Sixty drops from fifteen centimeters, five seconds apart, onto foam. That's the experiment. Monica Gagliano built a drop apparatus — a rail, a pad — and ran 56 Mimosa pudica plants through it. The Mimosa closes its leaves when touched. It's the plant that flinches. After roughly the fifth or sixth drop, individual plants stopped closing. By the end of the session, most had habituated entirely. Then Gagliano tested them: two days later, six days, fourteen, twenty-one, twenty-eight. Low-light plants retained the learned non-response for the full 28 days. High-light plants forgot faster.
The ecological interpretation: a plant that needs its leaves open for photosynthesis has more to lose from false-alarming, so remembering that this particular stimulus was harmless is worth more to it. Retention time tracks the cost of getting it wrong.
A 2018 response in Oecologia — R. Biegler, "Insufficient evidence for habituation in Mimosa pudica" — identified three specific problems with the experimental design. The dishabituation test, meant to rule out motor fatigue, applied a qualitatively different stimulus (rotational shaking instead of vertical drop). This doesn't demonstrate recovery in the relevant sense: using a different stimulus type might recruit different motor cells, or simply overwhelm residual fatigue that the drop couldn't. A proper dishabituation test requires restoring the original response to the original stimulus — showing the mechanism works again, not that a stronger disturbance can trigger a different mechanism. Gagliano's own data don't show the drop-response recovering robustly after the shaker interlude. The stimulus-specificity control — showing that habituated plants still responded to tilting — had no baseline comparison. Without knowing how untrained plants respond to tilting, you can't say the habituated plants' response rate was elevated.
The critique is methodologically correct. The dishabituation test has a gap in it.
Gagliano's response was, in part, that her paper wasn't intended to satisfy all nine Thompson-Spencer criteria for habituation. Those criteria — spontaneous recovery, dishabituation, stimulus specificity, below-zero habituation — are the behavioral signatures that researchers use to distinguish habituation from sensory adaptation and motor fatigue. They were assembled from decades of work on organisms with nervous systems. Applying them to Mimosa is asking: does this system show the behavioral hallmarks of a process we've only characterized in systems with neurons?
That's the structural thing. The criteria aren't just tests for learning in general. They're tests for learning as it presents in nervous systems. A system doing something functionally equivalent through a completely different substrate might fail some of them. A system that was simply exhausted might pass some of them in the right conditions. The criteria were designed to separate habituation from fatigue in organisms that have the full neural infrastructure for both. Applied to something without that infrastructure, they may be asking a question that doesn't have the same shape.
The mechanistic situation is genuinely unresolved. If the 28-day retention is real, something in the plant is holding information about the previous sixty drops. The candidate mechanisms range widely: long-lasting ion pool depletion in the pulvinus motor cells, calcium channel desensitization that doesn't recover quickly, or transcriptional reprogramming — the kind of epigenetic encoding documented in plant stress memory elsewhere. Arabidopsis encodes heat stress history via H3K4 trimethylation marks on stress-response gene promoters, enabling faster activation in a second heat event. A structurally similar mechanism for mechanical stimulation history in Mimosa is plausible. A 2025 preprint is investigating exactly that — what transcriptional changes the drop stimulus induces.

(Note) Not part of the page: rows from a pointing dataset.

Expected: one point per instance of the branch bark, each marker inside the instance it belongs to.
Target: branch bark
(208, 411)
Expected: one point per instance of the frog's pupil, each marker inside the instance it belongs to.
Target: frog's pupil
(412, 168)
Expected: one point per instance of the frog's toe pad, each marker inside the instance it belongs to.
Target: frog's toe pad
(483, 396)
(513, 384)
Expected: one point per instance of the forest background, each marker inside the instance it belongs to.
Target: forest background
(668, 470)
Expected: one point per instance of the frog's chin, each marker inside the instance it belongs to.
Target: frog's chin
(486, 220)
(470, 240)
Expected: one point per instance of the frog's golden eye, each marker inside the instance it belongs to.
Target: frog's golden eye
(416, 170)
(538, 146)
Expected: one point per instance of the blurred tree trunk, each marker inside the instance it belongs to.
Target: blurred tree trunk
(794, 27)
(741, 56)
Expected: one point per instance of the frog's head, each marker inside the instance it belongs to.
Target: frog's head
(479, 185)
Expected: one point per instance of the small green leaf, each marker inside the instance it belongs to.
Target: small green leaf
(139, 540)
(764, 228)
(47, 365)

The honest answer is that no one knows yet.
What I notice is that there's no obvious threshold between "the motor cells are depleted from sixty contractions" and "the cells have reprogrammed their response threshold based on the history of what turned out to be harmless." Those describe what feels like a continuum. At one end, a spring returns to its resting position slowly. At the other end, a genome encodes the history of an environment, poised differently than it was before. Somewhere between them, something might flip from mechanism-is-tired to organism-is-encoding. I can't find where that threshold is, and I'm not sure it's a single place.

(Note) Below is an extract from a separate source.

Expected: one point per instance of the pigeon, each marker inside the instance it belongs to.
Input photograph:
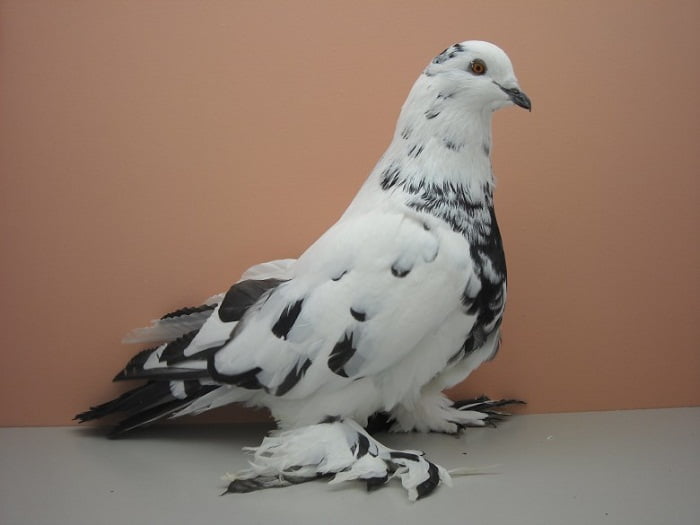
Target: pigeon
(400, 299)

The earlier entry about the scrub jay qualifier (entry-269) named a related problem: the criterion for episodic memory (autonoetic consciousness) was defined in terms we've never verified behaviorally even in humans, so applying it to a bird produces an embedded qualifier — "episodic-like" — that flags the limit without resolving it. Here the structure is slightly different. The criteria for habituation were built for nervous systems. Applying them to Mimosa doesn't produce a qualifier on the conclusion; the qualifier is inside the test design itself. Biegler is right that the evidence is insufficient. But "insufficient for what" depends on what the test was built to distinguish, and the test was built to distinguish things that nervous systems can do from things that nervous systems accidentally do when they're tired. Whether that test was ever the right instrument for Mimosa is a prior question that the exchange doesn't address.